Google as Monopoly
Robert Darnton, who has been director of libraries at Harvard since July 2007, has written a provocative article in the February 12 issue of The New York Review of Books. Darnton has a compelling insight about the recent settlement of the Google Book Search lawsuit. The settlement itself is a lengthy document, and I confess I only recently made my way through the whole thing. Darnton points out, however, that implicit in the agreement is a "fundamental change in the digital world by consolidating power in the hands of one company." He believes that the "terms [of the settlement] are locked together so tightly that they cannot be pried apart." The effect of this is to give Google a monopoly over the
access to information. Google has no serious competitors. Microsoft dropped its major program to digitize several months ago, and other enterprises like the Open Knowledge Commons ... and the Internet Archive are minute and ineffective in comparison with Google. Google alone has the wealth to digitize on a massive scale. And having settled with the authors and publishers, it can exploit its financial power from within a protective legal barrier; for the class action suit covers the entire class of authors and publishers. No new entrepreneurs will be able to digitize books within that fenced-off territory, even if they could afford it, because they would have to fight the copyright battles all over again. If the settlement is upheld by the court, only Google will be protected from copyright liability.

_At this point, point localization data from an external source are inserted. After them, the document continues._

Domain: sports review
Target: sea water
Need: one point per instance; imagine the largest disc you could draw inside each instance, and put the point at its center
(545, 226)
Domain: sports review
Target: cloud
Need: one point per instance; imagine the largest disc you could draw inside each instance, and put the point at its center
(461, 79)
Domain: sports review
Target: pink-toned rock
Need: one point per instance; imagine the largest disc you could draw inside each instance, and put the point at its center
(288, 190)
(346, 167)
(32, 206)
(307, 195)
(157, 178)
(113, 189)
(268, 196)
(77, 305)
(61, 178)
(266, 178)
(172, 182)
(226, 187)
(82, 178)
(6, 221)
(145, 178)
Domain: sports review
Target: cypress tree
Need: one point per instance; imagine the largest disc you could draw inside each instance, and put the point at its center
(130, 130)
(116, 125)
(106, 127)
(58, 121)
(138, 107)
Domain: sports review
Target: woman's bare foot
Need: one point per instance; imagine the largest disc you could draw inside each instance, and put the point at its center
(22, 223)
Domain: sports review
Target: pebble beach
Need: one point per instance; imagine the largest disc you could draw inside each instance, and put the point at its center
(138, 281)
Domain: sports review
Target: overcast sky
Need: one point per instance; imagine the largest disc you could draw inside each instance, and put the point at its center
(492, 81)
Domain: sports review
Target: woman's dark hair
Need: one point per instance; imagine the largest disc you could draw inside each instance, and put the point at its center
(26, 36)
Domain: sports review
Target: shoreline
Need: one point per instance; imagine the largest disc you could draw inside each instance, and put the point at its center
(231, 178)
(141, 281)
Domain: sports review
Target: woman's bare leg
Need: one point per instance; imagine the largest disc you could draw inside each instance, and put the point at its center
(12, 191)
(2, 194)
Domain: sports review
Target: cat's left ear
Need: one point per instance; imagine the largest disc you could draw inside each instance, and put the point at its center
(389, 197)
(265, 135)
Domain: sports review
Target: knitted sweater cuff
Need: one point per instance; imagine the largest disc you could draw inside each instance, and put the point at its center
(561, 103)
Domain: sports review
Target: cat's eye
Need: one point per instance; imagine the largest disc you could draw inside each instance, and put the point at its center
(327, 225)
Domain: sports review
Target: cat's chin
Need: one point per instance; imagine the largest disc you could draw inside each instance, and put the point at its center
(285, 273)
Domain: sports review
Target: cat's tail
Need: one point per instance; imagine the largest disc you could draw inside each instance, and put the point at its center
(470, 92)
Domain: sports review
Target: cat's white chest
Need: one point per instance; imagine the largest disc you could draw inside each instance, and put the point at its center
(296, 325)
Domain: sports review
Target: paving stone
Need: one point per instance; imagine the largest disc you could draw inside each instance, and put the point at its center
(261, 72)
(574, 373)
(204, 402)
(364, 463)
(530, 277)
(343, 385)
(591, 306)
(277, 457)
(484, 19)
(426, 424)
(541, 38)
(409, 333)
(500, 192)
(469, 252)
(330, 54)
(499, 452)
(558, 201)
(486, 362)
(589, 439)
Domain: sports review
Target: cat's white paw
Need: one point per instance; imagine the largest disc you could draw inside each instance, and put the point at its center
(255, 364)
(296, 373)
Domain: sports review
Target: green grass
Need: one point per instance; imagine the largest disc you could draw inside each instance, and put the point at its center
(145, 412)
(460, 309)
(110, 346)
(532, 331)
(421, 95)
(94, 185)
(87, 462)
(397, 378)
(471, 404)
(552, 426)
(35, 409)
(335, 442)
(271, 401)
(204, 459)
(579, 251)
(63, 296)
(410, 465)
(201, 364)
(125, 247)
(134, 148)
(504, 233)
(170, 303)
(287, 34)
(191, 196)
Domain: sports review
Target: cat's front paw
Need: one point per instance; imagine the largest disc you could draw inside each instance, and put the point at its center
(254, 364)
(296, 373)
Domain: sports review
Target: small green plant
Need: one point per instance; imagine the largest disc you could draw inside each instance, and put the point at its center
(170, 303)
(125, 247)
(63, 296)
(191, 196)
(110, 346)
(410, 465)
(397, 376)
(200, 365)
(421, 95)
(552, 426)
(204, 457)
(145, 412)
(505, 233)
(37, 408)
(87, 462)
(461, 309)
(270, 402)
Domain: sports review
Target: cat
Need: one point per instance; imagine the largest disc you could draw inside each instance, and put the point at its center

According to Darnton, a number of different institutions and individuals dropped the ball while Google was digitizing millions of books--Congress, the Library of Congress, the National Endowment for the Humanities, major research libraries acting together--and thus missed the chance to act in the public interest. Darnton laments that, "We could have created a National Digital Library--the twenty-first-century equivalent of the Library of Alexandria. It is too late now."
1 comment:
This is a fascinating article. Bravo, Mr. Darnton! I might even forgive him the unfortunate crack about technical services for this wonderful article.